The collaborative research is continuing and different funding sources are being applied for.

Water Quality Testing 

Professor Simon Jackson (School of Biomedical & Healthcare Sciences) 

The University filed a patent application on the work of three academics in the School of Biomedical & Healthcare Sciences. The invention is for the detection of faecal indicator bacteria in water, with specific interest in sea water bathing quality. Anas Sattar who was a PhD student at the time of the invention has secured a young researcher award to carry out three months market assessment of the invention through funding through the ICURe Innovation-to-Commercialisation programme (piloted by the ‘Set-Squared’ partnership) to develop a testing regime for sea-water quality.

Robotic Larynx 

Dr Ian Howard (School of Engineering, Computing and Mathematics)

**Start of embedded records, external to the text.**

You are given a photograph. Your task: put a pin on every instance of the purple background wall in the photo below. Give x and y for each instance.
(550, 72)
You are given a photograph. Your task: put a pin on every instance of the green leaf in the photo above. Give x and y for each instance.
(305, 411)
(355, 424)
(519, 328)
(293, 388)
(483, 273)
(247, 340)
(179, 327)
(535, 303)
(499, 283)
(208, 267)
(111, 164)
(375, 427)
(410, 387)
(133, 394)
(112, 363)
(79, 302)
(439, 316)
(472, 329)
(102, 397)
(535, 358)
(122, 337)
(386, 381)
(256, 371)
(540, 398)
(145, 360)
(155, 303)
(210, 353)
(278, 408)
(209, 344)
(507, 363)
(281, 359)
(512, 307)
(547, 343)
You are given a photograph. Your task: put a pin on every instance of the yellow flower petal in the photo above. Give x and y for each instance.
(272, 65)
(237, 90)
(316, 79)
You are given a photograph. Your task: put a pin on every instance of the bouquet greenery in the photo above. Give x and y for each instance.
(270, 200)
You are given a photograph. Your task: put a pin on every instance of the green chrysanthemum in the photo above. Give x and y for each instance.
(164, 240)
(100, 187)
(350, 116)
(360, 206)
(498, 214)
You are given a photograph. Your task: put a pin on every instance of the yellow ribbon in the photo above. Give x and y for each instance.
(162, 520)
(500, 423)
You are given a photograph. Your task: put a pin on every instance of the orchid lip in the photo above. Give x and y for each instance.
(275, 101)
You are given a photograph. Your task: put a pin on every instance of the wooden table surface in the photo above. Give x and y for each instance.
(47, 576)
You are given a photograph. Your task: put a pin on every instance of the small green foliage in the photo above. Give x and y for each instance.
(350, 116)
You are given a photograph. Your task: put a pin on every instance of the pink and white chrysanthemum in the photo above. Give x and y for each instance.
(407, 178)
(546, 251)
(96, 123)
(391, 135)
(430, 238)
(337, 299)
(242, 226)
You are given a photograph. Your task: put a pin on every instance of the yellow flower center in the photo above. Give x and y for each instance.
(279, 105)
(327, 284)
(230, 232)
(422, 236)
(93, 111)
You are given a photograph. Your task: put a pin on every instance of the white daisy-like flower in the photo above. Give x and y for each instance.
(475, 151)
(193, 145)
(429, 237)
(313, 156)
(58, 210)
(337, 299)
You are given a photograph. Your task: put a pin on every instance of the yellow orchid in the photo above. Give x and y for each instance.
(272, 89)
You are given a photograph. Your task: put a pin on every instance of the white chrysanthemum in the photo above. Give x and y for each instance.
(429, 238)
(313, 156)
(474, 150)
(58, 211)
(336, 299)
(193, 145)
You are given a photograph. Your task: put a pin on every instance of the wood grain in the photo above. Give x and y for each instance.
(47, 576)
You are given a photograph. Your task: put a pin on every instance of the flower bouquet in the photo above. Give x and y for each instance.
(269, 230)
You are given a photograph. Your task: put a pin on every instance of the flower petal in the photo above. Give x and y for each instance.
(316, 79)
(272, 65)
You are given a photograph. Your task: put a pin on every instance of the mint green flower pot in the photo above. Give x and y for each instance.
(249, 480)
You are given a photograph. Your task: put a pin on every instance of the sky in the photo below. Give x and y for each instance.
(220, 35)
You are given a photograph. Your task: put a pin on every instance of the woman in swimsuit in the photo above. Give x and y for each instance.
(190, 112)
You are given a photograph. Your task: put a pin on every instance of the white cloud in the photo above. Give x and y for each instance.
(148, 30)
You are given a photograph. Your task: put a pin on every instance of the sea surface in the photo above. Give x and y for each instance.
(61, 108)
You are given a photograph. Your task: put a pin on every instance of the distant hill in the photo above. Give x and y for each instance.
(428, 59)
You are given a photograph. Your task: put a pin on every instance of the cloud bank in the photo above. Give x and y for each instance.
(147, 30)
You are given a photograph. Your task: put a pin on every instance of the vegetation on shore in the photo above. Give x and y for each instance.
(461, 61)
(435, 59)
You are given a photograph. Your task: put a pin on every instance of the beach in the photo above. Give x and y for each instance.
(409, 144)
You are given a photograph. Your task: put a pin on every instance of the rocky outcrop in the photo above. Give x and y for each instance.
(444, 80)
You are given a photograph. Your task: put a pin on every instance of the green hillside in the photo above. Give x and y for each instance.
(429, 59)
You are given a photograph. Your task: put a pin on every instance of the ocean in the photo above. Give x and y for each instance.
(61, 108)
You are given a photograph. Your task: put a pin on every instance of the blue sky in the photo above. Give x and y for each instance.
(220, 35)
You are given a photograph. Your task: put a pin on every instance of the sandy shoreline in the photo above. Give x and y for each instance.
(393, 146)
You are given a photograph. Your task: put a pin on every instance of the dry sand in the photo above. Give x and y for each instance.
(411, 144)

Utilising internal funding to build a prototype robotic larynx. A patent application was filed in February 2016. This will be the only robotic voice box in Europe – main competition is from groups in Japan. Several technical problems have been overcome in the creation of the robotic voice box and it is these that form the basis of the filed patent application and will form the basis of a least one further filing.

Getting the voice box to work is a good demonstration of a research model in which some more basic problems have to be addressed and solved, where the solutions could be used in a broader field than the originating research project. The robotic voice box when complete will provide a valuable research tool to inform us on the production of speech, and it is envisaged that it will help inform the creation of voice simulation software.